Tech for Elections: Improving Data from the Crowd
Collecting election-related data provides information about the conduct and integrity of elections - critical events in emerging democracies. This data is collected from both trained observers deployed in a systematic manner and from empowered citizens contributing their witness reports to provide a lense on the election. Collecting such data in an election allows civil society groups and citizens assess and evaluate the process, mitigate the potential for violence, reform the legal frameworks for elections, and engage citizens in menaginful ways.
As I noted before, decisions on what tools and techniques to deploy for data collections in an election need to be driven by the intended goals.
NDI and our partners in many countries have pioneered and over the years greatly improved election-related data collection through trained and organized observers. Still still involves moving paper but also call-in centers, and, of course, highly efficient and systematic SMS-based reporting. Citizen reporting efforts with the goal of engaging them meaningfully have, of course, proliferated. Unfortunately, they also have often been plagued with the “Garbage In, Garbage Out” problem that has made it difficult to tell a cogent story about an election or come to any definitive conclusions. That said, we believe that citizen reporting can be useful especially in the period before election day to flag and highlight potential issues with voter registration and other preparations for election day.
We are exploring a number of tools and methods in our work to intelligenty combine both systematic election observation and citizen reports both prior to- and during an election. Some of these tools underused right now are:
1) Interactive Voice Response (IVR)
IVR systems (ex. Freedom Fone) enable automated, interactive, audio-based data collection and communication through mobile phone networks. They can be set to respond with prerecorded or dynamically generated audio to further direct reporters through a series of simple interactions. Their importance has been highlighted for reaching offline or illiterate constituencies, bridging language barriers, and allowing users to move past the 160 character limitation of an SMS.

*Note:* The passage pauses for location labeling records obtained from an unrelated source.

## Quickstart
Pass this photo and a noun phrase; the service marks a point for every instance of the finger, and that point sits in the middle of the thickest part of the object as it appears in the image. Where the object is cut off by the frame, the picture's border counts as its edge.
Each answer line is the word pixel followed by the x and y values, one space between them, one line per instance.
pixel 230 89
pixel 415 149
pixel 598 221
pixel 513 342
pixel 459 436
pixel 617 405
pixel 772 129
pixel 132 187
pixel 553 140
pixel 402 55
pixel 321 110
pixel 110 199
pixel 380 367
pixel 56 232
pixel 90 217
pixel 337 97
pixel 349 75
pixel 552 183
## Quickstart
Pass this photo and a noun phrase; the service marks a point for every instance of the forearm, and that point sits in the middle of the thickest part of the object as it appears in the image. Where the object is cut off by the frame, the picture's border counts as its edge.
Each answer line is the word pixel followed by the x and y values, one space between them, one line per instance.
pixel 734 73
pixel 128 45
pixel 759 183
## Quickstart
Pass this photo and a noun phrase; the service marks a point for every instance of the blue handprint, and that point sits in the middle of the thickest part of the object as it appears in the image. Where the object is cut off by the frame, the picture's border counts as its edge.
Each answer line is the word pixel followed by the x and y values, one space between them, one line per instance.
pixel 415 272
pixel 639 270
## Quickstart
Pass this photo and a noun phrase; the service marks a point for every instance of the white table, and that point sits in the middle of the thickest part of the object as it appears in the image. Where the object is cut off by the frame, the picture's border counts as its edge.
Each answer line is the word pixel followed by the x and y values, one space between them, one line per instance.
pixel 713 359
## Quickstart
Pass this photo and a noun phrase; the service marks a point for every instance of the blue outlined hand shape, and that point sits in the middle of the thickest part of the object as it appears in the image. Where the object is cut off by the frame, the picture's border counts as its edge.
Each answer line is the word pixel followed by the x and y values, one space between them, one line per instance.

2) USSD: Unstructured Supplementary Services Data (USSD)
USSD is a real-time question & response service, where the user initiates a session and is then able to interact with a remote server by selecting numeric menu options. It’s most familiar as the service used to check airtime balances or request settings through a mobile service provider (by dialing a number and following text prompts). (See mobileactive.org) USSD facilitates targeted data collection, and can guide a reporter through a more comprehensive evaluation process. One drawback is that the connection requires continuous uptime to complete the session, and therefore a good, consistent signal as well as cooperation from the local operators.
3) Smartphone apps
Smartphone data collection applications are increasingly being developed for citizen reporting on election processes. Open Data Kit for Android, for instance, is an open source project composed of a survey form builder and back-end server that aggregates results and enables users to export and/or analyze results using simple graphs. Though not proven, we suspect that this interface improves the quality of citizen data collection through guided practice. Furthermore, smartphones could uniquely enable automatic geo-location for each data point, a critical feature (albeit with some privacy concerns for the submitter) to detect areas of violence or other irregularities.
Each of these tools could enhance data collection in an election to empower citizens in providing high quality data about a political process and we'll be testing mutli-variate approaches in the near future to more definitely assess what these respective tools could contribute in an election.